I thought this seemed right, but, when I started looking at changing the code, I was less sure. If the check I pointed to:
moved before the preceding block beginning with if test "${enable_mach}" != "", I think the result would be the same, because the preceding case "$MACH_HOST_CPU" statement sets MACH="" for powerpc64*, and the value from --enable-mach=tpb64l won't have been consulted yet.
Tangentially, I think:
powerpc64*)
MACH=""
pb_machine_name="${thread_prefix}pb64b"
# MACH="${thread_prefix}ppc64${MACH_OS}"
;;
is wrong. POWER8 and POWER9 chips can be run in either big-endian or little-endian mode: config.sub normalizes them as e.g. powerpc64-unknown-linux-gnu and powerpc64le-unknown-linux-gnu. IIUC, this is set in the firmware or something: a given operating system runs in big-endian or little-endian mode, not both, so Debian has ports for both ppc64 (big-endian) and ppc64el (little-endian). (Guix only supports little-endian mode.)
More generally, I think it would be better to use the standard Autoconf macros AC_C_BIGENDIAN and AC_CHECK_SIZEOF rather than having to explicitly recognize architecture and os names.
As I looked around more, it seems there's a related assumption in this block slightly later in the file:
if test "${enable_racket}" != "" ; then
if test "${enable_racket}" != "auto" ; then
SETUP_BOOT_MODE=--chain
fi
# In non-cross mode, we interpret `--enable-racket` to supply a
# Racket used only for generating Chez Scheme boot files
if test "${CROSS_MODE}" = "cross" ; then
RACKET="${enable_racket}"
elif test "${enable_racket}" != "auto" ; then
BOOTFILE_RACKET="${enable_racket}"
fi
fi
Until now, Guix has been configureing our racket-vm-cs package with both --enable-racket and --enable-scheme. The intention was that the provided scheme would be used to generate the bootfiles and racket (CS when cross-compiling, 3M otherwise) would be used for other purposes: in particular, because Guix policy takes an especially firm stance on bootstrapping, we want to be able to schemify the regexp, io, and thread layers.

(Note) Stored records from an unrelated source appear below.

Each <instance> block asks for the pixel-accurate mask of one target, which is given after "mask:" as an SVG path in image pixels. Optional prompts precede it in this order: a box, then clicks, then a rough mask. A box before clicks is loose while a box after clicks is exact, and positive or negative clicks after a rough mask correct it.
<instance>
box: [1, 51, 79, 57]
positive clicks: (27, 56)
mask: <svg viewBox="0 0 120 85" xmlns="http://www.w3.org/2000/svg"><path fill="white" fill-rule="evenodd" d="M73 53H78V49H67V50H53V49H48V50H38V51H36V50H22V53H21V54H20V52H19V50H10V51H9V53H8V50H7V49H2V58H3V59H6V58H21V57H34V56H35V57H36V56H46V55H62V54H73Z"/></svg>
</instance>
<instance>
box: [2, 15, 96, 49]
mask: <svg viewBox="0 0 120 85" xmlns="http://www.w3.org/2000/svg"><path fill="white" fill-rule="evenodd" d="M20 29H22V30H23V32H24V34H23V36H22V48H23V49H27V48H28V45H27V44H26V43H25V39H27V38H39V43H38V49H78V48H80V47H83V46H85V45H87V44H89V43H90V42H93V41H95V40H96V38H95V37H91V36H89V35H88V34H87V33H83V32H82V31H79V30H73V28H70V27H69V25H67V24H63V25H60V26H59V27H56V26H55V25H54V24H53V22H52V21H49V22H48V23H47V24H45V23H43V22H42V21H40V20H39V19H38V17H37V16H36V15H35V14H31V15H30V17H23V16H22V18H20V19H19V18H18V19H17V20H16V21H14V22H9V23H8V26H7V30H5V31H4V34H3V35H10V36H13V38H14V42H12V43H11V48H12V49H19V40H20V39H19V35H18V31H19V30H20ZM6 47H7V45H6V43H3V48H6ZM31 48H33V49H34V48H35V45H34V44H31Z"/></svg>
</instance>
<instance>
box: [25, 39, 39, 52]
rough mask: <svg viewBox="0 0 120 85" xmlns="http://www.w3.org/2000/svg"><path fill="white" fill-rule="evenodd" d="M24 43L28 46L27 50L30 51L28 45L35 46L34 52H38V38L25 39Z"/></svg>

However, it seems we were not actually doing that yet, so, as I workaround, I tried not providing --enable-racket for non-cross builds: it didn't break existing builds, and I've asked Thiago to try it on hardware.
For a different approach, could we just delete this block?
If I'm following correctly, it seems like it's meant to handle a "cross" build for the current system, but for a pb or pbarch machine type: is there another way to handle that case?